AP Spanish Language and Culture
The AP Spanish Language and Culture Exam assesses students’ proficiencies in the Interpersonal, Interpretive, and Presentational modes of communication. The exam is 3 hours long and includes both a 95-minute multiple-choice section and an 85-minute free-response section. The multiple-choice section accounts for half of the student’s exam grade, and the free-response section for the other half.
The AP Spanish Language and Culture Course and Exam Description, Effective Fall 2019, provides complete details about the exam.
Section I, the multiple-choice section, primarily assesses Interpretive Communication by asking students to identify main points, significant details, purpose, and intended audience of a variety of texts and to make inferences and predictions based on them. Some questions require students to show understanding of cultural or interdisciplinary information contained in the text. Each selection is accompanied by a preview that provides contextual information.
Section I, Part A, consists of a variety of authentic print materials (e.g., journalistic and literary texts, announcements, advertisements, letters, maps, and tables).
Section I, Part B, consists of a variety of authentic audio materials, including interviews, podcasts, public service announcements, conversations, and brief presentations. This section is divided into two subsections. The first subsection includes audio texts that are paired with print materials; the second consists solely of audio texts. Students will have time to read the preview and skim the questions before listening to the audio. All audio texts will be played twice.

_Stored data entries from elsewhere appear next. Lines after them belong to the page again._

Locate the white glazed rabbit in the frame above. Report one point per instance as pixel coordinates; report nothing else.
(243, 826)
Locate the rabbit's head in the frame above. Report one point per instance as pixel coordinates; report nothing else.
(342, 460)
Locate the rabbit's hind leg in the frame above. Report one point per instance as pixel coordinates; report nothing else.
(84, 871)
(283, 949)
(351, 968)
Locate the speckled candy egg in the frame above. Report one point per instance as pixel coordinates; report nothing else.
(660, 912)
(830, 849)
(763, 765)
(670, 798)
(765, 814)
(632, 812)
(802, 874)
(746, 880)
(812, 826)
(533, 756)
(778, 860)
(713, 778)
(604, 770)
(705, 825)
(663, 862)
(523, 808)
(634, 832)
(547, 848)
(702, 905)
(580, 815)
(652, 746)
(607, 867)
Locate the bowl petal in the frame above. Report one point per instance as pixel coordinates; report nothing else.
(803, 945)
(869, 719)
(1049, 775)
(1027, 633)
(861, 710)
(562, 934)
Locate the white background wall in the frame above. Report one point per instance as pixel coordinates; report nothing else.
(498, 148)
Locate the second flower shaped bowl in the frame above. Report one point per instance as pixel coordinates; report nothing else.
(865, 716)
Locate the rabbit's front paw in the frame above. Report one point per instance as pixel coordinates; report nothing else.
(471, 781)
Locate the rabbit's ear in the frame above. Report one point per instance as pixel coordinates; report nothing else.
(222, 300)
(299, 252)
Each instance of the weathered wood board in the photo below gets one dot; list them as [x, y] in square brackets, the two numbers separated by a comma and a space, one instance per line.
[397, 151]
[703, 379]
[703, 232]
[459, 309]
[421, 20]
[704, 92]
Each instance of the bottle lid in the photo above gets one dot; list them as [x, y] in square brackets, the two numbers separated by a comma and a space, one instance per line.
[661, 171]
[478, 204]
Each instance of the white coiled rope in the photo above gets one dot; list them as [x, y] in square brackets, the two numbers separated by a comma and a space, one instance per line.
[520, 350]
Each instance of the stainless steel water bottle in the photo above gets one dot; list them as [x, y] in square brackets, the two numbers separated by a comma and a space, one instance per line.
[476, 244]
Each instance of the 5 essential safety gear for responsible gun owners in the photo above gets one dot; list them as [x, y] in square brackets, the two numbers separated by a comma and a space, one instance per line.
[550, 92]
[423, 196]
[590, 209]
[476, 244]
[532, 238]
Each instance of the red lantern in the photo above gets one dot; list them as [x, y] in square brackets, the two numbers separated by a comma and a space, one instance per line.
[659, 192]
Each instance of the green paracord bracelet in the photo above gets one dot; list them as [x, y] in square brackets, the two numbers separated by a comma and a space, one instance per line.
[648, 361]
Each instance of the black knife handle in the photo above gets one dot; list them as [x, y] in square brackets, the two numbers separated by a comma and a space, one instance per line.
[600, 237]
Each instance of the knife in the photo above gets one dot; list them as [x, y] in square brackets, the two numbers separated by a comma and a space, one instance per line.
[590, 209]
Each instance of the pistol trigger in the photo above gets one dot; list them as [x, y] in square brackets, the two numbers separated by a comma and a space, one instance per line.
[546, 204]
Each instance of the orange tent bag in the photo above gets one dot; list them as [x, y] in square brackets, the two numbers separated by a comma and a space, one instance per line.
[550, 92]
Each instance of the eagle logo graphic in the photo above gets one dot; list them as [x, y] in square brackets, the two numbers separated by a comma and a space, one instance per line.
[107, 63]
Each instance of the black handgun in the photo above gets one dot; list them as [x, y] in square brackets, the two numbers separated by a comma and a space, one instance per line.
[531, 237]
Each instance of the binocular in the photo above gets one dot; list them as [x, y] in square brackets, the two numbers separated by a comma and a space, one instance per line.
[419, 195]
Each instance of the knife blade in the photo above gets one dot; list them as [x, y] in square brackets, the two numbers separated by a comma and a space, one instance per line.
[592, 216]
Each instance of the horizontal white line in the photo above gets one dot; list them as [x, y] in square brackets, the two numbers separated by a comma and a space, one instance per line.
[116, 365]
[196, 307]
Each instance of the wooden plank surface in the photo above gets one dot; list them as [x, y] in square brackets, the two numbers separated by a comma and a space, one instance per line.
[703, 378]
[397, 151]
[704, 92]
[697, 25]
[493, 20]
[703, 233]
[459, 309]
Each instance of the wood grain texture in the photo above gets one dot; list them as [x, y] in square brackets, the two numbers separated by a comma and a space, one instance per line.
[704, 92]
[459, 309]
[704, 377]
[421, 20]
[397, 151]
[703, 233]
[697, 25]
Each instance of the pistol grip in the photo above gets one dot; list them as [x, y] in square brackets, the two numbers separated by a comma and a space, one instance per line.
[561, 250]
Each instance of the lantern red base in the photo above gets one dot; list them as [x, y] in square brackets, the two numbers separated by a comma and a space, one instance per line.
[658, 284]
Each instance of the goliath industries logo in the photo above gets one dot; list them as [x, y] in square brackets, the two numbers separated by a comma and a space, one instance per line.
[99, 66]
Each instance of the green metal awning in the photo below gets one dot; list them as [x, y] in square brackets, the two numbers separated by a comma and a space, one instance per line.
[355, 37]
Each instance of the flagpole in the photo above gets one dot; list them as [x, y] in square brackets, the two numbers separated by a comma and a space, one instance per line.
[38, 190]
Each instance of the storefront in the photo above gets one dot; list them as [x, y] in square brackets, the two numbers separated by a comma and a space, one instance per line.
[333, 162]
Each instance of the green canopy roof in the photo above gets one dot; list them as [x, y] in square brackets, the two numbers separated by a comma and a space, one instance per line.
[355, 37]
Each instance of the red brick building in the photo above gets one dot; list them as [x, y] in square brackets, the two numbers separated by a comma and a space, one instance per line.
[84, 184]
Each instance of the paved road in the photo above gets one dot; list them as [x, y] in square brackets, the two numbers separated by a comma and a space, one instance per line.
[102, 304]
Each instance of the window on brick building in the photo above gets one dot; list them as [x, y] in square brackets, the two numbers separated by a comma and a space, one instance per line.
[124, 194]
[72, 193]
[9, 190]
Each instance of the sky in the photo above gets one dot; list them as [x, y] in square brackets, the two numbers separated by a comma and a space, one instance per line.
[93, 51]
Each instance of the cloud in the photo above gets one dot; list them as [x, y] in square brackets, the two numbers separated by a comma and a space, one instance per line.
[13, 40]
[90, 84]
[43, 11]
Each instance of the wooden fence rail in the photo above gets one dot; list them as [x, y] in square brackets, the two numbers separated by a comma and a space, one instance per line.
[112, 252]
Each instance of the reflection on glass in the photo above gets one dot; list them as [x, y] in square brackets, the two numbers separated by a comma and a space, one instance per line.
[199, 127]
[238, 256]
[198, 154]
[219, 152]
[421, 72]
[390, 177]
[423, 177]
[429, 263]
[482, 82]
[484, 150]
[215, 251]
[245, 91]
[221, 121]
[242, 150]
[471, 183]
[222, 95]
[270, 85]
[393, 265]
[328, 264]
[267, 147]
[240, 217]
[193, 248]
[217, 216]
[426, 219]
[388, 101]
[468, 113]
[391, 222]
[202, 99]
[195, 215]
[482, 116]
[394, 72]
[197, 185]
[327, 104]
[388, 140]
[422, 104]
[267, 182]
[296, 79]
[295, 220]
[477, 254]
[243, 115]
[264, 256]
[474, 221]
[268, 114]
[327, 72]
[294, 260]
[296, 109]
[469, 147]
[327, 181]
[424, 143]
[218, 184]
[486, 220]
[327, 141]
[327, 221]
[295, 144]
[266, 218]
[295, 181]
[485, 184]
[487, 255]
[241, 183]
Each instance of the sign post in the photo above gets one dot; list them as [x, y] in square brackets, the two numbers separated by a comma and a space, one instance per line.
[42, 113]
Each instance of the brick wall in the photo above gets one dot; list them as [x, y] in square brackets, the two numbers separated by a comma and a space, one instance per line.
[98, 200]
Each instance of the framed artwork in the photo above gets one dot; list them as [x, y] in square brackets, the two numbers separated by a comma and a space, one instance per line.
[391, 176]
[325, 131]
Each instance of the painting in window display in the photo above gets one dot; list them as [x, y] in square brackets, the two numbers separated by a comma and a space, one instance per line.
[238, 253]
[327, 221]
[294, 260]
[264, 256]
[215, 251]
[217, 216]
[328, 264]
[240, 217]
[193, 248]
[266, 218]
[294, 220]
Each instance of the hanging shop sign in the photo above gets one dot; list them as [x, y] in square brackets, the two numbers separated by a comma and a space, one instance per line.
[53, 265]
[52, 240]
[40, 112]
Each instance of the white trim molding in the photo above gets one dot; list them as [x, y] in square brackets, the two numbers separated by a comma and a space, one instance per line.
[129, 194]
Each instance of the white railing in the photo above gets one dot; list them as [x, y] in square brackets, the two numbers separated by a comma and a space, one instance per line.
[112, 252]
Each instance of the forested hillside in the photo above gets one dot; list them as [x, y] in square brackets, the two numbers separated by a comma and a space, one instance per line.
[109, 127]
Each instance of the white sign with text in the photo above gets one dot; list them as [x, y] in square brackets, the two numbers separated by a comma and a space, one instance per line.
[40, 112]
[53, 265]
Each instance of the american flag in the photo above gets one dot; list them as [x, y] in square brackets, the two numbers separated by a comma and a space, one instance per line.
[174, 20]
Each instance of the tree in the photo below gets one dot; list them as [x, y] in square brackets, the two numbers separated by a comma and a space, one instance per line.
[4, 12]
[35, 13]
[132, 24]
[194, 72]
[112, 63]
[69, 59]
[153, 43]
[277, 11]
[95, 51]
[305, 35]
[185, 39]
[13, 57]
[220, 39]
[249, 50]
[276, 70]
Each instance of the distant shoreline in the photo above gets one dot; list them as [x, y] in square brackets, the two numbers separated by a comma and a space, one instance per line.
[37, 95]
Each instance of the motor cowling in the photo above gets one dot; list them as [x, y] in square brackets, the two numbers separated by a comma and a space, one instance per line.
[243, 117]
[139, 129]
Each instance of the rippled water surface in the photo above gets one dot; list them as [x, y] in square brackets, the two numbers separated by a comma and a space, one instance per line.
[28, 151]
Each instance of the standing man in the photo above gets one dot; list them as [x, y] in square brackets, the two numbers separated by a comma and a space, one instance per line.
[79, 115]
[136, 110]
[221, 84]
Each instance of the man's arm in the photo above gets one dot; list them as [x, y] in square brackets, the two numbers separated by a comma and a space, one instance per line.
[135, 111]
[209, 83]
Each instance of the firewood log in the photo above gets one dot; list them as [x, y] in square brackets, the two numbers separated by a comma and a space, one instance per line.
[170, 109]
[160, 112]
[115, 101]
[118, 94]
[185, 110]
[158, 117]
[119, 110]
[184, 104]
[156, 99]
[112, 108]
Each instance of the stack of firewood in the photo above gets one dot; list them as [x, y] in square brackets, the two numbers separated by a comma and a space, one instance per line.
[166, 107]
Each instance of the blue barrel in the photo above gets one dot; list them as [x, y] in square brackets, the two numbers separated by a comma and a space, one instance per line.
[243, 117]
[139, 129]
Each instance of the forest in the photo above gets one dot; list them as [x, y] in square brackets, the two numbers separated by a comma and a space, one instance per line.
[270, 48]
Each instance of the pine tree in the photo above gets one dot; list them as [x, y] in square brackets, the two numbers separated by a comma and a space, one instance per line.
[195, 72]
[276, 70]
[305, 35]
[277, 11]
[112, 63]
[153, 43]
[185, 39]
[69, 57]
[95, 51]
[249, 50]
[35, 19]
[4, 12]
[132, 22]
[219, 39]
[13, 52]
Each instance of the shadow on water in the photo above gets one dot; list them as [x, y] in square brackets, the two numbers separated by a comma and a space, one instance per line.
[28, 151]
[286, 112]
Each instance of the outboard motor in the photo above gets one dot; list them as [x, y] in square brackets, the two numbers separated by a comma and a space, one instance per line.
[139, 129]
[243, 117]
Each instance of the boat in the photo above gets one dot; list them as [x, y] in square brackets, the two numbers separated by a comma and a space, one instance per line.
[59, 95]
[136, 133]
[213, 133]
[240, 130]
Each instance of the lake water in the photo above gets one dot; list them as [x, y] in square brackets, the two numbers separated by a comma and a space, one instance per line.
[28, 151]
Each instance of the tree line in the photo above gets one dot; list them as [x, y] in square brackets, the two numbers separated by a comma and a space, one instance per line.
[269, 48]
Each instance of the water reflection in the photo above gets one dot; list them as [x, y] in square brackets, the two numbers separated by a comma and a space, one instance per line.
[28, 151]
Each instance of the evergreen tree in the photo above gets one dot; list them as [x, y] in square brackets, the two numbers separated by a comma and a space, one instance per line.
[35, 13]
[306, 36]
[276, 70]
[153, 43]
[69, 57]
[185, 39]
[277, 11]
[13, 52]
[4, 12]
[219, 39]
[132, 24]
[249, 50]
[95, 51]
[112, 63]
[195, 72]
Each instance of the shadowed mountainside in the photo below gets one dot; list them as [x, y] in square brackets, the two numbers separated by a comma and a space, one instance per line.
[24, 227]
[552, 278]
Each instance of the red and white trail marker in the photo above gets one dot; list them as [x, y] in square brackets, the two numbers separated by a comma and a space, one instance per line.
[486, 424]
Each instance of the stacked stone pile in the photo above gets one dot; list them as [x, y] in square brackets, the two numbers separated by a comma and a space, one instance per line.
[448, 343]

Section II, the free-response section, assesses Interpersonal and Presentational Communication by requiring students to produce written and spoken responses.
In the writing portion, students demonstrate their ability to write in the Interpersonal Mode by reading and replying to an email message. Then, using the Presentational Mode, they write a persuasive essay based on three sources that present different viewpoints on a topic. Students read an article, study a table or graphic, and listen twice to a related audio. Then they have 40 minutes to write an essay in response to a prompt using the information from all three sources to present and defend their own viewpoint. Students have access to the print sources and any notes they may take on the audio during the entire 40-minute writing period. The speaking portion assesses speaking in the Interpersonal Mode by asking students to respond to questions as part of a simulated conversation. Students are provided a preview of the conversation, including an outline of each exchange.
This portion also assesses speaking in the Presentational Mode by requiring students to make a 2-minute presentation in response to a prompt on a cultural topic.